The previous UK election was an EU election. It would have been inconsistent with my desire for a responsible media and a small state to vote other than against the media and against the EU. Let’s be clear about what a UKIP vote was at the previous election: it was a vote against the existence of a political institution that we do not need and do not want, so I voted UKIP.
The test for this Westminster election is very different. This is an election about how political force is wielded at Westminster and none of the parties, including UKIP, are standing are standing on the platform “not at all, thank you”.
Like Rocco (or at least ostensible Rocco, the man talks in code half the time) I believe it is important to vote.

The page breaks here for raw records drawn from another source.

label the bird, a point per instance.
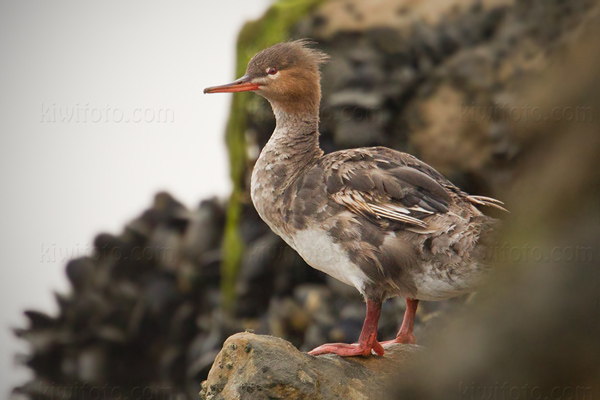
(374, 218)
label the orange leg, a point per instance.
(366, 342)
(405, 334)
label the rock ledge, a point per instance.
(265, 367)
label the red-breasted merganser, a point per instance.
(374, 218)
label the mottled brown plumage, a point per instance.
(374, 218)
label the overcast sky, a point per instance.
(102, 107)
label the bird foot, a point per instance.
(408, 338)
(348, 350)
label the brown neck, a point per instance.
(296, 137)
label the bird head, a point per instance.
(286, 74)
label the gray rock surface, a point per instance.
(265, 367)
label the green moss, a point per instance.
(272, 28)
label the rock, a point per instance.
(265, 367)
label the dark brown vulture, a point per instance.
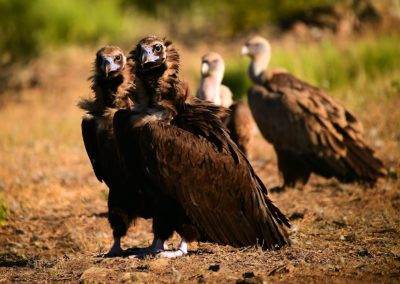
(310, 131)
(177, 146)
(240, 122)
(111, 79)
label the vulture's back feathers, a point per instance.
(301, 120)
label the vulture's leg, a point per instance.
(119, 221)
(115, 249)
(181, 251)
(156, 246)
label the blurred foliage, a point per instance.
(327, 64)
(225, 18)
(27, 27)
(3, 212)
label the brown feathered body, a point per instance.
(125, 199)
(239, 121)
(206, 187)
(311, 132)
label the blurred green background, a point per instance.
(30, 28)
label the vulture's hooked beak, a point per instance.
(205, 68)
(148, 56)
(109, 65)
(244, 51)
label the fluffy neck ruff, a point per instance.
(258, 66)
(159, 85)
(109, 92)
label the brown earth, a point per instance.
(57, 223)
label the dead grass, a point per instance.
(56, 225)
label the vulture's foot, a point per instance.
(181, 251)
(156, 247)
(115, 250)
(277, 189)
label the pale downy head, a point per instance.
(259, 51)
(110, 61)
(212, 65)
(212, 73)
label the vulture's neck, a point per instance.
(210, 88)
(163, 83)
(112, 93)
(257, 67)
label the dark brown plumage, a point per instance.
(311, 132)
(204, 185)
(239, 121)
(110, 82)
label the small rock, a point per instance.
(177, 274)
(201, 279)
(144, 267)
(248, 275)
(250, 278)
(297, 215)
(214, 267)
(348, 238)
(363, 252)
(95, 274)
(392, 173)
(126, 277)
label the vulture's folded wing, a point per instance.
(89, 134)
(304, 120)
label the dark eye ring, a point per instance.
(157, 47)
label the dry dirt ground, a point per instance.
(57, 223)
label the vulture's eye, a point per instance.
(157, 47)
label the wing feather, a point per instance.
(89, 134)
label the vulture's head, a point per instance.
(110, 61)
(212, 65)
(257, 47)
(151, 52)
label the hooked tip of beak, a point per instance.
(205, 68)
(244, 51)
(144, 58)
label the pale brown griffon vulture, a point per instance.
(177, 147)
(310, 131)
(239, 122)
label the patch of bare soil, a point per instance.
(57, 225)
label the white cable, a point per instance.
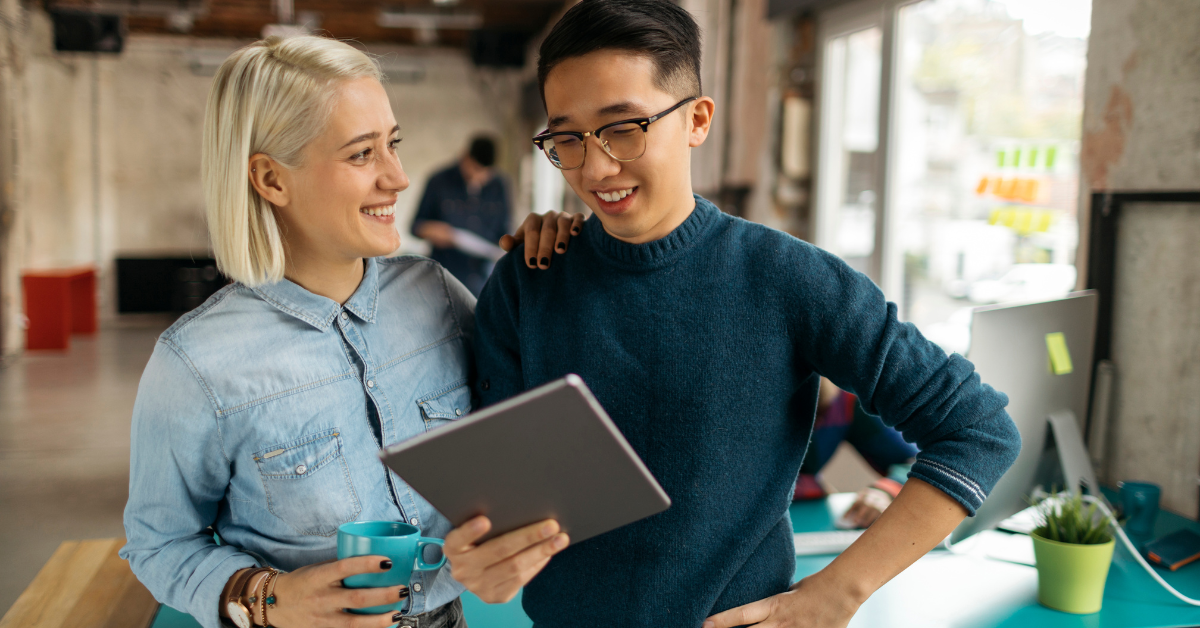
(955, 549)
(1137, 554)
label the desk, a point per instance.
(947, 591)
(83, 585)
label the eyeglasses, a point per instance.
(623, 141)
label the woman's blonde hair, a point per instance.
(273, 96)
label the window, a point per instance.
(973, 168)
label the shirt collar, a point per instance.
(319, 311)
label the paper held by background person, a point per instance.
(551, 453)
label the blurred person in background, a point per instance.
(465, 209)
(841, 418)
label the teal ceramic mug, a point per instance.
(401, 543)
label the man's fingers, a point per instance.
(546, 241)
(563, 233)
(504, 592)
(532, 229)
(750, 614)
(526, 564)
(513, 543)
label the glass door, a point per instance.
(983, 177)
(849, 168)
(948, 160)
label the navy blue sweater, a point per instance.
(705, 347)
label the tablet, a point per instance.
(550, 453)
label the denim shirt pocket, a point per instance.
(445, 405)
(307, 483)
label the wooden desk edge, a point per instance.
(84, 584)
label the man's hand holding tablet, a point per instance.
(497, 569)
(550, 455)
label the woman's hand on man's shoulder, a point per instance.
(544, 234)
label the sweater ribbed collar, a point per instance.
(659, 252)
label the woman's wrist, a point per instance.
(252, 599)
(228, 590)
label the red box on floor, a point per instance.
(59, 303)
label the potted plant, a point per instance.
(1073, 550)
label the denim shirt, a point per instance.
(261, 413)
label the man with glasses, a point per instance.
(705, 338)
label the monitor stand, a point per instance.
(1077, 466)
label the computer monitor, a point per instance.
(1011, 353)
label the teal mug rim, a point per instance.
(346, 528)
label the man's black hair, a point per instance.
(483, 150)
(658, 29)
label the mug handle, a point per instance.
(420, 554)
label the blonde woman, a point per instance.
(261, 412)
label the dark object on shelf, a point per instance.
(166, 283)
(498, 47)
(84, 31)
(1174, 550)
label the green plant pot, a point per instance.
(1071, 576)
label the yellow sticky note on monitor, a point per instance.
(1060, 357)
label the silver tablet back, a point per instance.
(550, 453)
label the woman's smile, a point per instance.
(382, 213)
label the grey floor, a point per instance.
(65, 444)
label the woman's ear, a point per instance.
(701, 120)
(265, 177)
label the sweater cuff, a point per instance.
(963, 489)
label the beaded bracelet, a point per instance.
(264, 599)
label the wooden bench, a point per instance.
(83, 585)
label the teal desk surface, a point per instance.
(946, 590)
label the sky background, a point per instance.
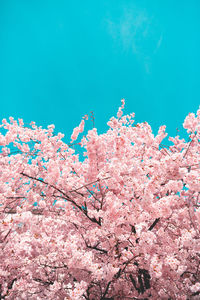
(61, 59)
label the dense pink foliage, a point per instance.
(126, 222)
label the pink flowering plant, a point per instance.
(123, 223)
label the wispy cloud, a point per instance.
(136, 31)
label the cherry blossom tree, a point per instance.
(122, 223)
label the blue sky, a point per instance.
(59, 60)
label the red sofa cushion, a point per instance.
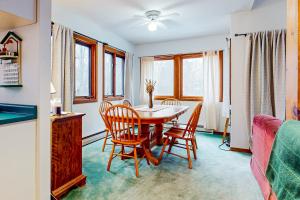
(263, 134)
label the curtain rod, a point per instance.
(182, 54)
(104, 43)
(241, 34)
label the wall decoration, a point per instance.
(10, 61)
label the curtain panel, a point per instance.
(63, 65)
(265, 74)
(128, 77)
(211, 85)
(147, 65)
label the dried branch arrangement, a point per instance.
(150, 85)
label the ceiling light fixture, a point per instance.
(152, 26)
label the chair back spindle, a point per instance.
(171, 102)
(126, 102)
(121, 121)
(193, 122)
(103, 108)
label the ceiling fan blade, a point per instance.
(180, 4)
(139, 17)
(161, 25)
(169, 15)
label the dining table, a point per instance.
(154, 118)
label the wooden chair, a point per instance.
(225, 130)
(122, 121)
(102, 109)
(126, 102)
(187, 135)
(171, 102)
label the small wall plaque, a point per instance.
(10, 61)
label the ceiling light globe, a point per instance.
(152, 26)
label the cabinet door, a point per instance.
(66, 151)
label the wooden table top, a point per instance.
(159, 113)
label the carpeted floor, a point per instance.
(216, 175)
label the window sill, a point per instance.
(84, 100)
(110, 98)
(180, 99)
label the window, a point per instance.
(85, 69)
(182, 76)
(164, 83)
(114, 65)
(192, 69)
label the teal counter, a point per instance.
(11, 113)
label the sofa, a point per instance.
(264, 130)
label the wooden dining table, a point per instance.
(157, 116)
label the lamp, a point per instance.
(152, 26)
(52, 88)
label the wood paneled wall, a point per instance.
(293, 61)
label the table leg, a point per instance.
(158, 134)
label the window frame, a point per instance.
(178, 76)
(115, 53)
(92, 44)
(162, 58)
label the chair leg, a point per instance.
(144, 148)
(122, 151)
(196, 142)
(111, 157)
(188, 153)
(171, 145)
(105, 139)
(194, 146)
(136, 162)
(163, 149)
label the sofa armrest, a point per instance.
(263, 134)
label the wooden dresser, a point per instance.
(66, 158)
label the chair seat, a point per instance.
(123, 140)
(180, 126)
(176, 133)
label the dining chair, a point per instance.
(126, 102)
(187, 135)
(171, 102)
(225, 129)
(102, 109)
(122, 121)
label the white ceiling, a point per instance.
(197, 17)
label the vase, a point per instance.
(150, 100)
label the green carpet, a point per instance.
(216, 175)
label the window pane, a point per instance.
(192, 77)
(109, 75)
(164, 76)
(119, 76)
(82, 70)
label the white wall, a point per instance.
(36, 91)
(270, 17)
(92, 122)
(194, 45)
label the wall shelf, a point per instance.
(11, 86)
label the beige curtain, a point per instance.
(147, 65)
(211, 84)
(128, 76)
(63, 65)
(265, 74)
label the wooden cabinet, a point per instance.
(66, 159)
(293, 61)
(15, 13)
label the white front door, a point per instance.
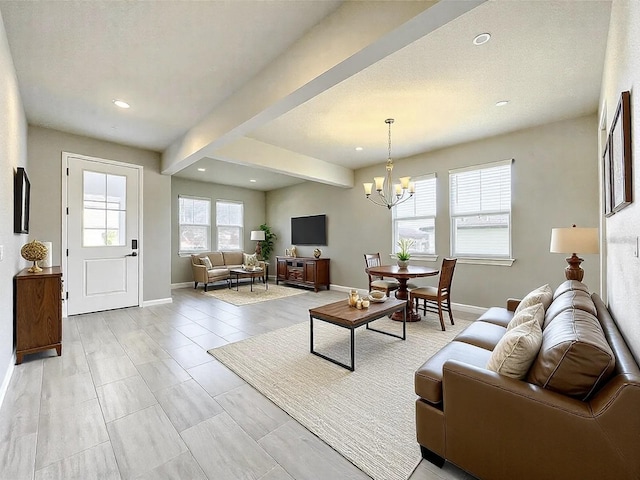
(103, 256)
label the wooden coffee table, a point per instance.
(342, 315)
(241, 273)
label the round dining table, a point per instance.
(403, 274)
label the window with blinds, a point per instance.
(415, 218)
(480, 209)
(194, 217)
(230, 225)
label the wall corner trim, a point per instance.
(4, 387)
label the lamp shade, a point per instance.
(257, 235)
(574, 240)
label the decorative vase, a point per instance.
(34, 252)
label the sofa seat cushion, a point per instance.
(568, 300)
(218, 272)
(233, 258)
(574, 357)
(482, 334)
(497, 315)
(568, 286)
(428, 378)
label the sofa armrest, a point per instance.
(199, 273)
(497, 427)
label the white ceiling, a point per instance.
(177, 63)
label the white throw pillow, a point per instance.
(250, 260)
(206, 261)
(541, 294)
(523, 316)
(516, 350)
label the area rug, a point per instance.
(366, 415)
(245, 296)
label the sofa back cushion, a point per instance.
(542, 295)
(574, 356)
(568, 286)
(517, 349)
(232, 258)
(568, 300)
(217, 260)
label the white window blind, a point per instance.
(480, 209)
(194, 216)
(415, 219)
(230, 224)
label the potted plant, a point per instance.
(266, 245)
(403, 254)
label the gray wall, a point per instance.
(622, 72)
(554, 184)
(254, 216)
(13, 154)
(45, 148)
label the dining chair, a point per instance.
(379, 283)
(436, 299)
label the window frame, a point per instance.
(241, 227)
(481, 258)
(428, 256)
(182, 251)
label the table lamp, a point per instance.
(574, 240)
(258, 235)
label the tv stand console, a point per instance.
(303, 271)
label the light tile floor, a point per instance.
(136, 396)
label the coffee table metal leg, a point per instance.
(351, 367)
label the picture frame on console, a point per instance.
(620, 155)
(21, 201)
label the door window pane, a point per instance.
(104, 209)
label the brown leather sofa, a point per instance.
(221, 262)
(576, 415)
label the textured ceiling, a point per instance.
(177, 62)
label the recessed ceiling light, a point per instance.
(121, 104)
(481, 38)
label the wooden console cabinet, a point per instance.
(38, 311)
(303, 271)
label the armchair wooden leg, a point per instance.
(440, 315)
(449, 308)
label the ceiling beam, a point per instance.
(367, 32)
(253, 153)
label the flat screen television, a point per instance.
(311, 230)
(21, 200)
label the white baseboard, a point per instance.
(158, 301)
(7, 378)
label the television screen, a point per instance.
(310, 230)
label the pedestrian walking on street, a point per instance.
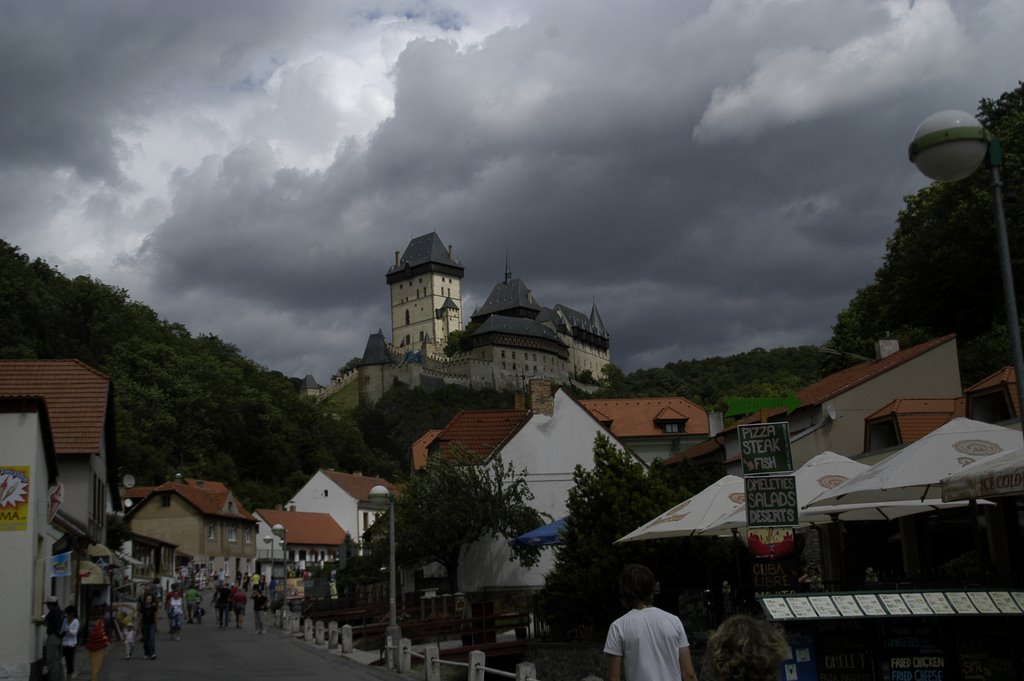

Politics operates in a dreamland, but a vote creates a new fact of reality that politicians will pay attention to. So how to vote in this election? What facts of political reality can be created that matter?
I take seriously the idea that voting legitimises the process of democracy and implies a sanction on the use of political force over the minority, but your absence from the ballot sends no message at all to your rulers. At best they will assume you do not care what they do to you. The task is, instead, to explain that you do care but you do not want them to do what they propose to do.
Absent a libertarian candidate and absent a “none of the above” option there are two options remaining: the lesser evil and a spoilt ballot. Unfortunately, as can be expected in a system in which the majority vote for the lesser evil, there is not an evil which is tolerable. There is not a mainstream party in the UK which will not actively pursue an agenda harmful to liberty. A party which offers to tinker a bit around the edges and basically change nothing would be something of value worth pursuing, but that is not on offer. All the parties are going somewhere and all of them in one wrong direction. They offer nothing more than the liberty to choose your favourite plastic teenager from the line up of a Simon Cowell pop-band, when what you want it is genuine punk-tinged English folk music with a beat boxing double bassist.
So, I implore you, get up off your arse on polling day, get into the booth and spoil your ballot in the most amusing manner possible. Send a message that you care, and what is on offer is not what you wanted.